I suppose the question, too, comes out of who I think I am speaking to when I write. I don't want to exclude a reader through the language I use (but, at the same time, I do want a reader to work for it).


A.E: How do you find the time to write, given your ubiquitous activities – book-fairs, readings, mentoring, and other artistic public preoccupations?


R.M.: I've always been able to juggle a million things at once. Every time I've tried to set things aside to finish one or two projects, I end up starting others. I think it's simply how my brain works. It helps that I've been doing this full-time for about fourteen years now. When I started doing all of these things, I honestly thought (naively, perhaps) that it was an essential part of the job of the writer to write reviews, organize readings and go to other people's readings, mentor the ones behind me (as the ones ahead of me have mentored me), and other such things. I've always thought... how can I imagine anyone going to my readings if I won't go to anyone else's? And when I started publishing, I saw how easy it was, and thought that it could be a way I could help the writers around me, by making little books of theirs. I started running readings to help promote the authors and the books I'd made of theirs. I started running the Ottawa small press fair as an extension of that idea, etcetera.
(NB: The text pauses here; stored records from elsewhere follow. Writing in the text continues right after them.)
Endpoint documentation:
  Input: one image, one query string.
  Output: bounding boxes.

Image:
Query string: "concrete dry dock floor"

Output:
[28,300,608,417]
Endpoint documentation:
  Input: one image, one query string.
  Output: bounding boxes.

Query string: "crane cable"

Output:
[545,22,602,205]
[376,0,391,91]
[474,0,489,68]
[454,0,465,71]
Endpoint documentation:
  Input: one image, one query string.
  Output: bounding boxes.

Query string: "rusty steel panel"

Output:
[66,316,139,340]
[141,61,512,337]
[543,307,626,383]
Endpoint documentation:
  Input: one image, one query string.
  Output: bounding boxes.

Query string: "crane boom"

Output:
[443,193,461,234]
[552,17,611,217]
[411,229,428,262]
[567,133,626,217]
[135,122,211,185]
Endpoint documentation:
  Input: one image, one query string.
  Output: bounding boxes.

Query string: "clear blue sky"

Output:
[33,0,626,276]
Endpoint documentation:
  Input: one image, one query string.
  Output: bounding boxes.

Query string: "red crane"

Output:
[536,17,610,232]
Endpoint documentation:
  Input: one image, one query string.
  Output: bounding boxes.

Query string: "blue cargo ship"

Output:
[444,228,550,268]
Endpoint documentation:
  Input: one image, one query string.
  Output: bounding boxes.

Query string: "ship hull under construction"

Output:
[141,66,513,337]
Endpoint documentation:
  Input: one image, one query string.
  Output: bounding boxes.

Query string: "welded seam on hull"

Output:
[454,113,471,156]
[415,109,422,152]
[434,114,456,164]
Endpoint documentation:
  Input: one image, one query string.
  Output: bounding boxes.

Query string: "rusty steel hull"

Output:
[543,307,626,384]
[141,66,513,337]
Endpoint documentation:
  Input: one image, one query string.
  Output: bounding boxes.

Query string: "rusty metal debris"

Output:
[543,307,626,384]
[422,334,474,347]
And now, how many years later, I still keep doing all of these things. I think the only use in starting something is to sustain it (or have someone else sustain it, but I'm not good at handing things off).


A.E.: I would expect you have a hand in the organising of the Ottawa International Authors’ festival, the resounding successful fall edition of which has just come to an uplifting close?


R.M.: I'm not involved at all in the organization of the festival. I do socialize regularly with the organizers, and I make recommendations, some of which they take. I have been involved with every festival so far, which has been pretty cool. They've done so much to help not only the writers in the Ottawa literary community, but the perception of writing and writers to a city that has historically been determined to ignore the whole process.


A.E.: What directions are you likely to take in your subsequent creative activities?


R.M.: I've been working on fiction for over a decade, which most people don't know. After abandoning three novels, I'm trying to get another three novels finished, and have since started a collection of short stories (I keep hoping to get one of these finished and placed). I've got manuscripts in varying degrees of completion of three collections of literary essays, and have also been doing genealogical work for about fifteen years (all the Mclennan / MacLennan lines in Stormont and Glengarry Counties in Eastern Ontario, from the point of landing, 1770-onwards). I had some shows of visual art in 2000 and 2001, but haven't had a chance to really get back into that yet. Oh, and a couple of us are starting a literary press in Ottawa, to produce eight trade books a year of poetry, fiction and (eventual) non-fiction, with our first four books to appear in fall 2006. Called Chaudiere Books, we're still putting the finishing touches on our five-year business plan. And a bunch of poetry manuscripts, but there's nothing unusual there. Apart from that, I think I'm going to wait until some of these projects are further ahead before I start making other plans.


A.E.: Thank you very much for your time.